Another appealing area is across the Odra River, past some islands where lots of people stroll in the evening, in the cathedral region. Hung from the frame of one of the bridges we found hundreds of padlocks. It’s the Tumski Bridge and lovers lock a padlock there and throw the key in the river, symbolizing their intent on lifelong commitment. The Cathedral merits a look for its dramatic gothic architecture, exterior gothic sculpture and baroque altars and fittings indoors.

Here I should mention that although I’m referring to visiting at least one church in each town, I actually visit almost every church I see, looking for architecture, sculpture, paintings, and sometimes stained glass. We visited two other churches in Wrocław; one is looking for a new organ (the last one, the biggest one in Poland, was destroyed in a 1976 fire) and another was near the cathedral and had a quite plain gothic interior. In Prague we went to both St. Nicholas churches and both are spectacular examples of late baroque architecture and interior embellishment, with abundant elaborate altarpieces and sculpture. While I occasionally skip a church in northern Europe, I go to all of them in Italy, because there’s always something to see. This practice does not work so well in the United States, although I do love the Tiffany windows at the Presbyterian Church in Topeka.

On our second day we decided to visit the National Museum of Wrocław, the art museum - even though it was not much recommended in the guidebooks - its collection dedicated to Polish and Silesian art from the 14th century to the 19th century and contemporary Polish Art. First we looked at the medieval tombs and stone sculptures on the ground floor, where Tom would later snap a picture of a bride and groom having their wedding portrait taken in the closed courtyard.

Then, on the top floor we found a large room displaying several major works by Magdalena Abakanovicz, the important Polish fiber artist. She is known for here large groups of headless figures made of fiber, sometimes cast in bronze (There's a group of them outside the Nelson-Atkins Museum in Kansas City.) These early works by her alone would be worth the price of admission, even if the museum were not free on Wednesday.

We were overwhelmed by quality and power of other modern and contemporary Polish works on view, thinking these artists should be better known. Most notable was Wladyslaw Hasior (1928-99) an important Polish artist represented here by several dark and gripping 1960s assemblages using found objects.

Jozef Szajna (1922-2008), a renowned stage designer who was a prisoner at Auschwitz and Buchenwald during World War II, is represented by the sculpture of multiple huge boots, each with a nail driven through it, titled Drang nach Osten, Drang nach Westen (Push to the East , Push to the West), 1987.

Alina Szapocznikow (1926-1973), trained as a sculptor after spending World War II as a prisoner at Auschwitz, Bergen-Belsen and Terezin concentration camps.
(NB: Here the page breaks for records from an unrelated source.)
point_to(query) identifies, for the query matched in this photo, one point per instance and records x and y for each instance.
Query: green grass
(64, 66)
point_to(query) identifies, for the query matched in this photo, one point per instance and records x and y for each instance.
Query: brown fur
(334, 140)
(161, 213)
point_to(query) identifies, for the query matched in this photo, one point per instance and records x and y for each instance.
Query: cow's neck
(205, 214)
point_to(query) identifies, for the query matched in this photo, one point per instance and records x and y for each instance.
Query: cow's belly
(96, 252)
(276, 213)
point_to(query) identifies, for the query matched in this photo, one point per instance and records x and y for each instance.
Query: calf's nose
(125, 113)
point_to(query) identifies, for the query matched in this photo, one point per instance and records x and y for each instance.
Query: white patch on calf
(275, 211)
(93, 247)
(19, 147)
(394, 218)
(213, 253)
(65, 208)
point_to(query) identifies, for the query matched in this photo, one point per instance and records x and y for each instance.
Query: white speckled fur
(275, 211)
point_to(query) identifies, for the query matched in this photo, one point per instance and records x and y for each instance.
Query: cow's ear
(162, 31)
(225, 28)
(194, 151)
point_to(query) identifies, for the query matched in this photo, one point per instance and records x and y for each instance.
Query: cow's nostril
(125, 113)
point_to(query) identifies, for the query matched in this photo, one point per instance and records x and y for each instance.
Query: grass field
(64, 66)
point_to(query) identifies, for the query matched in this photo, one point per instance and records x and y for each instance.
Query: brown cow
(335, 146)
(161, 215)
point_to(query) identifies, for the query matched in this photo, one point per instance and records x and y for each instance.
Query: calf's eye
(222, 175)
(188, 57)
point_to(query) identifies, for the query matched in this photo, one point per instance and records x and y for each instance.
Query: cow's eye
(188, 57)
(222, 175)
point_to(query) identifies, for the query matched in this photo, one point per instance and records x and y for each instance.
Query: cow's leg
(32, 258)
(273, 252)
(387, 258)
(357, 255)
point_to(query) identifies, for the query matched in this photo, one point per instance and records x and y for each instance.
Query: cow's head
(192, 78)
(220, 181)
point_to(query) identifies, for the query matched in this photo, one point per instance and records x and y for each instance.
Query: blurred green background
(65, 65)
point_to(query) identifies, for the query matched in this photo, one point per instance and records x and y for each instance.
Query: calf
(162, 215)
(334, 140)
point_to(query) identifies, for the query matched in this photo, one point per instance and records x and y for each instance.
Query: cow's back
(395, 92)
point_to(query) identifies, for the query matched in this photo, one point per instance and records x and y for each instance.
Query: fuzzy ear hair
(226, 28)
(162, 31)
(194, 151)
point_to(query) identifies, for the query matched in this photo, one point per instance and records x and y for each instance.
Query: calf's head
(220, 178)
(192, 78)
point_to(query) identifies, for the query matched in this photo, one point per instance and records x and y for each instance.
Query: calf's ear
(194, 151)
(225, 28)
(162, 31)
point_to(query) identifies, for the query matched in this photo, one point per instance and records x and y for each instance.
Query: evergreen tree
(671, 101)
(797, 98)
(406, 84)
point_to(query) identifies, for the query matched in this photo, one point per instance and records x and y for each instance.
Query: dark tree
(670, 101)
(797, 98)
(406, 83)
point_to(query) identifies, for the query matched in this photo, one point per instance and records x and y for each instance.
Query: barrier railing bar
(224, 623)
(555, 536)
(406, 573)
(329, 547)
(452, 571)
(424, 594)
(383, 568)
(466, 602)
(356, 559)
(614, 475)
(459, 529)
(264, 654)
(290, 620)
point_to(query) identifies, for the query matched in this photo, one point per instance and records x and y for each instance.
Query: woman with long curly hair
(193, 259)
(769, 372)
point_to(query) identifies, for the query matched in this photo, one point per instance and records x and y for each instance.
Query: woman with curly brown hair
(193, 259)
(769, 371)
She represented Poland in the Venice Biennale in 1962 and the next year began making works incorporating casts of parts of her own body and depicting tumors that referred to the breast cancer that eventually killed her.

Polish Modernism seemed comparable to the better-known European and American abstract works. While the perfectly respectable paintings in the historical galleries were somewhat less inspiring, the medieval wood sculptures and the large sculpted and painted altarpieces taken from churches gave evidence of the city’s stunningly beautiful and rich religious past.